Rich search methods are provided for getting zipcode in the way you want.

>>> from uszipcode import Zipcode
# Search zipcode within 30 miles, ordered from closest to farthest
>>> result = search.by_coordinates(39.122229, -77.133578, radius=30, returns=5)
>>> len(res) # by default 5 results returned
>>> for zipcode in result:
...     # do whatever you want...

# Find top 10 population zipcode
>>> result = search.by_population(lower=0, upper=999999999,
... sort_by=Zipcode.population, ascending=False, returns=10)

# Find top 10 largest land area zipcode
>>> res = search.by_landarea(lower=0, upper=999999999,
... sort_by=Zipcode.land_area_in_sqmi, ascending=False, returns=10)

Fuzzy city name and state name search does not require developer to know the exact spelling of the city or state. And it is case, space insensitive, having high tolerance to typo.
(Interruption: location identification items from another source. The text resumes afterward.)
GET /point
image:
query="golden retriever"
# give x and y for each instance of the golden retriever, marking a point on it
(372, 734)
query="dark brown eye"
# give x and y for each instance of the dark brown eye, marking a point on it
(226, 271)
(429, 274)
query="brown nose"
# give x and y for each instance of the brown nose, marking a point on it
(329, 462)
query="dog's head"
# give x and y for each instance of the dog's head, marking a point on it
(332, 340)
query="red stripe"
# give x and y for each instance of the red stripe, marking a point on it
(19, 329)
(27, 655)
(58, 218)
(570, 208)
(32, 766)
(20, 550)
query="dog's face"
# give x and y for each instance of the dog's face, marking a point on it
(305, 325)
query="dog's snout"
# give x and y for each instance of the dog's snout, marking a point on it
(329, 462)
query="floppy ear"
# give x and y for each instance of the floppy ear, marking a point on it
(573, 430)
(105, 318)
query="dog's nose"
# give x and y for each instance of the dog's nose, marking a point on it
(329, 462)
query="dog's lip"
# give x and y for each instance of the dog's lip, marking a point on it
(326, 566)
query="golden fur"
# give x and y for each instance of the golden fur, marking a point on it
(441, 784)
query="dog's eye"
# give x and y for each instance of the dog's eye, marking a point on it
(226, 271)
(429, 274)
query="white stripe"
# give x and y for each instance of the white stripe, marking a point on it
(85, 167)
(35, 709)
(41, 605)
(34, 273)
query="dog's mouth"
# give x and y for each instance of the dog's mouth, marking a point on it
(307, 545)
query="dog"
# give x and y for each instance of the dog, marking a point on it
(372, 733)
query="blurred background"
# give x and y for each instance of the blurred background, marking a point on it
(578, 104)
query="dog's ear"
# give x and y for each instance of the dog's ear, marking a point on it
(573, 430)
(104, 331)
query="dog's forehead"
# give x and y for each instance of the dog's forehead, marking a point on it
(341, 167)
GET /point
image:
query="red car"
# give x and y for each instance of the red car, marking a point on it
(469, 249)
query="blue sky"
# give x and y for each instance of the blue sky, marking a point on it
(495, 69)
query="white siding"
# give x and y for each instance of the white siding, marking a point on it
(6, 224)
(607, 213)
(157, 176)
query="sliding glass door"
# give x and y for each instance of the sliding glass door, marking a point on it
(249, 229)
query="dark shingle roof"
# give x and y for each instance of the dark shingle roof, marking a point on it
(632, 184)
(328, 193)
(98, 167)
This is very helpful if you need to build a web app with it.

# Looking for Chicago and IL, but entered wrong spelling.
>>> res = search.by_city_and_state("cicago", "il")
>>> len(res) # 56 zipcodes in Chicago
>>> zipcode = res[0]
>>> zipcode.major_city
>>> zipcode.state_abbr

You can easily sort your results by any field, or distance from a coordinates if you query by location.

# Find top 10 population zipcode
>>> res = search.by_population(lower=0, upper=999999999,
... sort_by=Zipcode.population, ascending=False, returns=10)
>>> for zipcode in res:
...     # do whatever you want...

Deploy Uszipcode as a Web Service

If you want to build a private uszipcode API server you have two choice:

  1. Use a VM like EC2 machine, and deploy a web api server with the machine.
  2. (RECOMMEND) Dump the sqlite database to any relational database like Postgres, MySQL, and inject the database connection info in your application server.

In the feature release, I will provide an easy way that allow you to deploy uszipcode as a private web api service.

Thank you.


uszipcode is released on PyPI, so all you need is:

$ pip install uszipcode

To upgrade to latest version:

$ pip install --upgrade uszipcode

About the Author

(\ (\
( -.-)o    I am a lovely Rabbit!

Sanhe Hu is a very active Python Developer Since 2010. Research area includes Machine Learning, Big Data Infrastructure, Block Chain, Business Intelligent, AWS, Distributive System. Love photography, outdoor, arts, game, and also the best Python.